REVIEW: The Walking Dead: ‘Always Accountable’

   DailyWire.com

Daryl makes the same mistake twice and even Abraham can’t remember all of the minor characters on the show at this point. Those were the major plot elements from episode six of season six of AMC’s The Walking Dead, “Always Accountable.”

If television seasons had names, season 6 would be called ‘the longest day in human history.’ So far, every episode in the season, with the exception of the Morgan-centered flashback episode, “Here’s Not Here,” has taken place on the day of the dress rehearsal for Rick’s plan to dispatch the horde in the pit outside of Alexandria. This conceit worked very well for the first three episodes of the season, but has really started to wear thin six episodes in – a situation not helped any by the now-insulting way the producers are deliberately avoiding the question of Glenn’s fate from episode three.

This time, we pick up the story from Daryl, Abraham and Sasha’s points-of-view as they finally end their mission to lead the pit horde twenty miles away from the safe-zone at Alexandria.

The episode opens with a truly surprising moment as the trio is ambushed driving through what we all have assumed was an abandoned area around the safe-zone. Who is behind the ambush? We don’t know, and the episode does very little to give us an answer – never even showing the faces of most of the attackers. What we do know is that they are much better armed than the still mysterious Wolves, and they like “willing ass,” an ominous reference, it would seem, to their view of women, and a promising setup for future episodes that examine as-yet-unexplored horrors from the end of civilization.

Unfortunately, that’s pretty much the end of the excitement.

Most of “Always Accountable” revolves around the unlikely.

It’s unlikely that Daryl and Sasha’s perfectly good walkie-talkies WOULD JUST NEVER WORK, I MEAN EVER, NOT EVEN ONCE, NOT EVER, NO MATTER WHAT, SERIOUSLY, EVEN THOUGH THEY CAN’T BE MORE THAN A MILE APART.

It’s unlikely that the highly-skilled and deadly Daryl would let an emotional man who has never taken a single human life get the drop on him – twice.

It’s unlikely that anyone who has survived up until this point in the zombie apocalypse would kneel down between two “dead” bodies to adorn them with wild flowers.

It’s unlikely that Abraham, even drunk on his blood-lust, would wrestle face-to-face with an immobilized walker in a compromised and precarious position for no discernable reason instead of just stabbing it in the head like he does everyday.

And it’s even more unlikely that Abraham would forget that he has a girlfriend back in the besieged Alexandria and confess his sudden worth-living-for attraction to Sasha, even though the writers and producers have certainly forgotten her since I can’t recall having seen her for more than two seconds all season.

“Always Accountable” asks the audience to suspend their disbelief a few too many times for pretty much no payoff at all – other than the hope that we will one day get to see that RPG Abraham swipes put to some exciting use…

The fundamental challenge of TWD is that it must interrupt the action of the zombie apocalypse from time to time in order to build a world and characters for us to care about when the apocalypse resumes.
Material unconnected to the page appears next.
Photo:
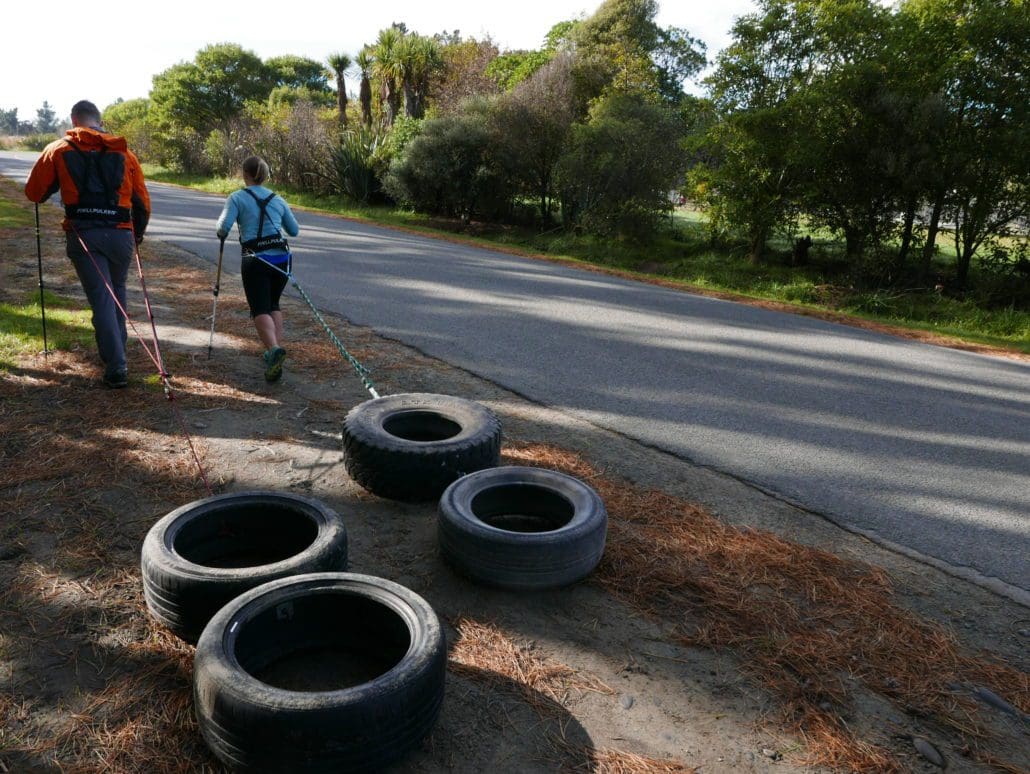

That it does this at all is a testament to the writing and producing of the show, but it rarely does it well, and “Always Accountable” is a very clunky effort. The episode certainly sets up future conflict, but since the existing conflict of the season has not only not been concluded – it’s hardly been addressed in three episodes, this outing just feels once again like a mislead. It’s always fun to spend an episode with Daryl, but here he feels like half the soldier he used to be for no real reason. The only moment that captures the dangerous man we have come to love is when he growls “You will be [sorry]” at the couple who has just stolen his bike and crossbow after he has saved their hides for no reason at all other than basic human kindness. But who are they, and who did he save them from? Those are questions for another episode.

The problem is that with only two episodes left before the mid-season hiatus, it’s time for the show to get back to the questions it has already asked, not to burden us with new ones.